The participants first worked on themselves. With MBTI Step I, participants gained insight into their preferences, personal style and development needs. They discovered which of the 16 MBTI types they recognized in themselves the most, and they got the chance to share this with their team.

Then they examined team type and team interactions. For this, Hexspoor used the MBTI Step II questionnaire to deliver a more in-depth MBTI workshop.

“People who had doubts about their MBTI type found Step II particularly enlightening,” says Hexspoor. “The extra facets gave them more insight into what they recognized in themselves earlier. In this workshop we looked in more detail at the individual dynamics within personality types: How does my MBTI type express itself to me? What is ‘natural’ and what has been learned or influenced by environmental factors?”

For the team, we again looked at the team distribution on the facets and how people can build a bridge to each other. During the Step II team session, Hexspoor worked at Deliveroo with buddy pairs. She let the participants coach each other, based on their personal MBTI Step II report

This worked very well, giving participants insights into each other and the opportunity to help each other in personal development: “Is that your blind spot? But that is my strength! I’m going to help you with that.”

Finally, Hexspoor linked the Step II results to a topic that is currently ‘live’ for each team – for example, communication, conflict management, change management or decision making.

The MBTI sessions have been very positively received by the staff at Deliveroo.

“The biggest conclusion is that people suddenly understand what people are like and how they really are, and that was definitely not always the case before,” said Pleuni de Zeeuw, Head of Rider Experience at Deliveroo. “There were very clear opinions on the lines of ‘I don’t like this’ or ‘this doesn’t work’. There is now much more understanding for colleagues who see things differently.”

The Sensing–Intuition exercise was an eye-opener and caused a change of mind within de Zeeuw’s team. People are now much more aware that they can adjust behavior to work better together. It’s a layer of self-awareness that they really felt with the MBTI tool.

“For example, one team member has adjusted the way he pitches an idea,” said de Zeeuw. “Previously, he didn’t really get to know his creative, conceptual thinking colleagues, because he got bogged down in the specific details. Now he stands up and pitches his ideas in a very enthusiastic way. You can see that it worked. His colleagues were much more interested than usual and started asking him questions. That was super cool to see.”

One of the other results is that people are changing and adapting their work environment.

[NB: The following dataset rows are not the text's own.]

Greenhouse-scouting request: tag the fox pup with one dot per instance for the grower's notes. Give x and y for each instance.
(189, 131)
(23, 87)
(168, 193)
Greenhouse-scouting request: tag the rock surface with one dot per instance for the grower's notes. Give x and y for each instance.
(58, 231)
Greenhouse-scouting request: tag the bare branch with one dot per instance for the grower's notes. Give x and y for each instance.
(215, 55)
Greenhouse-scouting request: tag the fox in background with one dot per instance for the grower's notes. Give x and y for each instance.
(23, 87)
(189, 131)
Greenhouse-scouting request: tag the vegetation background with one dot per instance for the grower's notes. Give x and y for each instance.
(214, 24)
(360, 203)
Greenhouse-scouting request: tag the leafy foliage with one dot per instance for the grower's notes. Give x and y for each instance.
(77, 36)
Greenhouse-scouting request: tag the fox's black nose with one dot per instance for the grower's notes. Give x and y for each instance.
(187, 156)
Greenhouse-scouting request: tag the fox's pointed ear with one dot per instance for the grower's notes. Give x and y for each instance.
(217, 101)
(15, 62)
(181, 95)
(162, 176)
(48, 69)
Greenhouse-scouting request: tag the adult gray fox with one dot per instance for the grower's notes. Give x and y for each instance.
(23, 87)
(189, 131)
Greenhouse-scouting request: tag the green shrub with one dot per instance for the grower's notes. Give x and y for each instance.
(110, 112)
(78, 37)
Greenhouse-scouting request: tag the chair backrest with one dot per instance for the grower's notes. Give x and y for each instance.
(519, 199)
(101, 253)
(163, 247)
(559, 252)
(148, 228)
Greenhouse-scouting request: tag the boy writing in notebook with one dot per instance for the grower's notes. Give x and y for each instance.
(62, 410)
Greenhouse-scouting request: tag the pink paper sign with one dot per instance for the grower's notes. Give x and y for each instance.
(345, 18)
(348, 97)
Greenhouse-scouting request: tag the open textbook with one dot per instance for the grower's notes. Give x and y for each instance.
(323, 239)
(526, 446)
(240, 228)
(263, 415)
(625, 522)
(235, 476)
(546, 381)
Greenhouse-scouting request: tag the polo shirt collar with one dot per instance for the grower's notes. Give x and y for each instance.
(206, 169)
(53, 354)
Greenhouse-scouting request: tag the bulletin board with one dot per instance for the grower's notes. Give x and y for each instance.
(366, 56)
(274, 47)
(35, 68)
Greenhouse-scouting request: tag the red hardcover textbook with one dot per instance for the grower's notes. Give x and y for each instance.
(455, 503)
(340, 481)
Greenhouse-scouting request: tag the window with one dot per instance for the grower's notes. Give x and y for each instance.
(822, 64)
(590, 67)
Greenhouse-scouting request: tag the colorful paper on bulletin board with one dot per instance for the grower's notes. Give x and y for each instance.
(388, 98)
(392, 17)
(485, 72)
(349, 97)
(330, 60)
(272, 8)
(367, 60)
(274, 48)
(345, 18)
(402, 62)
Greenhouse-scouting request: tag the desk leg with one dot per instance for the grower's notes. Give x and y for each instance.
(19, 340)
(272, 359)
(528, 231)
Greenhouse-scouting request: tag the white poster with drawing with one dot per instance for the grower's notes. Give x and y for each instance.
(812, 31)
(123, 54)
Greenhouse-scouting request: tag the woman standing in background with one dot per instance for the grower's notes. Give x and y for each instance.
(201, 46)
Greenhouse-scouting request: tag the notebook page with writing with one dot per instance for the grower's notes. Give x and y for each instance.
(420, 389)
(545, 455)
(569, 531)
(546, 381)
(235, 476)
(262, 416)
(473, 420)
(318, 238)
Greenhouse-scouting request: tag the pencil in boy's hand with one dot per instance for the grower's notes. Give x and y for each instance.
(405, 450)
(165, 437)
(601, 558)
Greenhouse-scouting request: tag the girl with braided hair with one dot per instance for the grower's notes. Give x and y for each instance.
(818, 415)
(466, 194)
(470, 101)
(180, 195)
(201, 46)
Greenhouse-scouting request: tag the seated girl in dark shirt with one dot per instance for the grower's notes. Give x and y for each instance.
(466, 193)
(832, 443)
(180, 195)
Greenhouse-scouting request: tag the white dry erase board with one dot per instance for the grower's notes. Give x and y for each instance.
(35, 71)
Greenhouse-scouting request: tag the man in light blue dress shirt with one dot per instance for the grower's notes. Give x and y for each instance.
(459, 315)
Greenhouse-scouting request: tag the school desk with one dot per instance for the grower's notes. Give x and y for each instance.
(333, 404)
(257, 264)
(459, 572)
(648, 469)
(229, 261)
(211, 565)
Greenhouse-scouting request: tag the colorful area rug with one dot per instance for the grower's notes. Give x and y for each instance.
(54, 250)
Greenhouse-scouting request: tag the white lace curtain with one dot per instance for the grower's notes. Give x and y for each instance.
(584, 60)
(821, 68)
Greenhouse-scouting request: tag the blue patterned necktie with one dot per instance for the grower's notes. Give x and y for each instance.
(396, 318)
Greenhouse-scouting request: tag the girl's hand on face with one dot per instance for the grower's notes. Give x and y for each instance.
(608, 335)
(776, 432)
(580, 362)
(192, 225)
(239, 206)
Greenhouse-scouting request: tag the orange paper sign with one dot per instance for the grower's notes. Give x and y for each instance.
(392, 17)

For example, quiet spots have recently been created. “We actually outgrew our building on Keizersgracht,” says Soree. “Many people with an Extraversion preference working in small spaces has an impact on people with an Introversion preference.”

Soree and de Zeeuw have the ambition to make the MBTI framework a common language within Deliveroo.

“I think it would be cool if we applied it even more in the business,” said Soree. “For example, I see a lot of added value when people of different types go on customer calls with each other so that they can complement each other.”

The MBTI framework is already very much alive in de Zeeuw’s team. The type table hangs on the door with all the names in it. Each month, during a joint meeting, a team member discusses a work situation based on his/her MBTI preferences and then addresses questions such as: “What could someone do to help you? What should they not do?”

“As a result, at Deliveroo’s people are much more aware of their strengths and pitfalls,” de Zeeuw adds, “and team collaboration has become much better. MBTI is a real success for our organization.”

The biggest conclusion is that people suddenly understand how people are and what they are really like, and that was definitely not always the case before.